By Caitlin Graziani, Alex Trafecante and Jacob Peirce
Take a deep breath, and let it out slowly. Begin to let go of the tension in your body, starting at the feet, calves, thighs, back; take notice of how your body feels. This is how a typical yoga class begins, awareness of breath and tension in the body.
Yoga is a form of physical movements that began in India 5000 years ago. The practice of yoga employs the use of various physical motions that are believed to be essential to achieve a sense of both physical and mental well-being.
Although yoga is an old practice, it is still in use today and has many stress relieving benefits.
Kimberly Williams is the stress management specialist for the Dean Ornish Program at West Virginia University Hospital as well as a certified yoga teacher and professor in community medicine.
The Dean Ornish Program is an intensive lifestyle program for reversing heard disease; Dean Ornish, M.D., started it over 20 years ago.
“We teach gentle yoga postures. We also teach breathing practices, meditation, guided imagery and relaxation. All of these practices really come from yoga,” Williams said.
“We’ve adapted the classical yoga poses by making them supported and choosing poses that work to open up their chest so that their heart and lungs can work more effectively,” she said. “They release tension in their body which helps to release tension in their mind.”
Yoga is not only for those in need of reversing heart disease, it also benefits anyone who needs to reduce stress and relax, including college students.

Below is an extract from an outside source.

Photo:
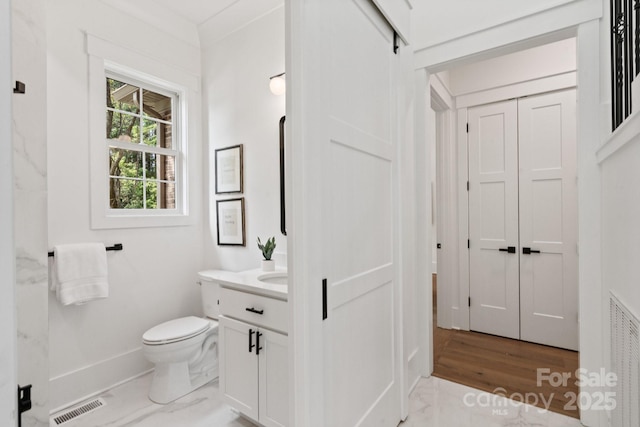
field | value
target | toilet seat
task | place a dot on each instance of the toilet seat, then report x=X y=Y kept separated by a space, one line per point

“Stress is identified by students at WVU as the number one impediment to academic success,” said Colleen Harshbarger, Director of Wellness and Health Promotion for WellWVU. “Yoga has a profound impact on reducing stress, and we’ve begun to measure that and are finding this to be very true.”
According to Melita Mollohan, a local yoga instructor in Morgantown, W.VA, you don’t have to do a full hour of asanas (the physical practice of yoga) to reap the stress relieving benefits of yoga.
“All it takes is closing your eyes, where ever you are at: on the bus, in your car before you take off for the day, in your bed at night before you go to sleep. Just close your eyes and take five slow deep breaths,” said Mollohan. “It just takes a moment of time to really block things out, take a few breaths, and it can change your entire outlook on your day.”
Control of the breath, also known as Pranayama, is one facet of yoga that can be practiced anywhere. In this case, no one will notice those five extra deep breaths that you take. But, you take the stress relief benefits along with you for the day.
Whether you choose to take your stress out on the yoga mat or deep breathing exercises in your desk chair, yoga offers its benefits for anyone who chooses to embrace it.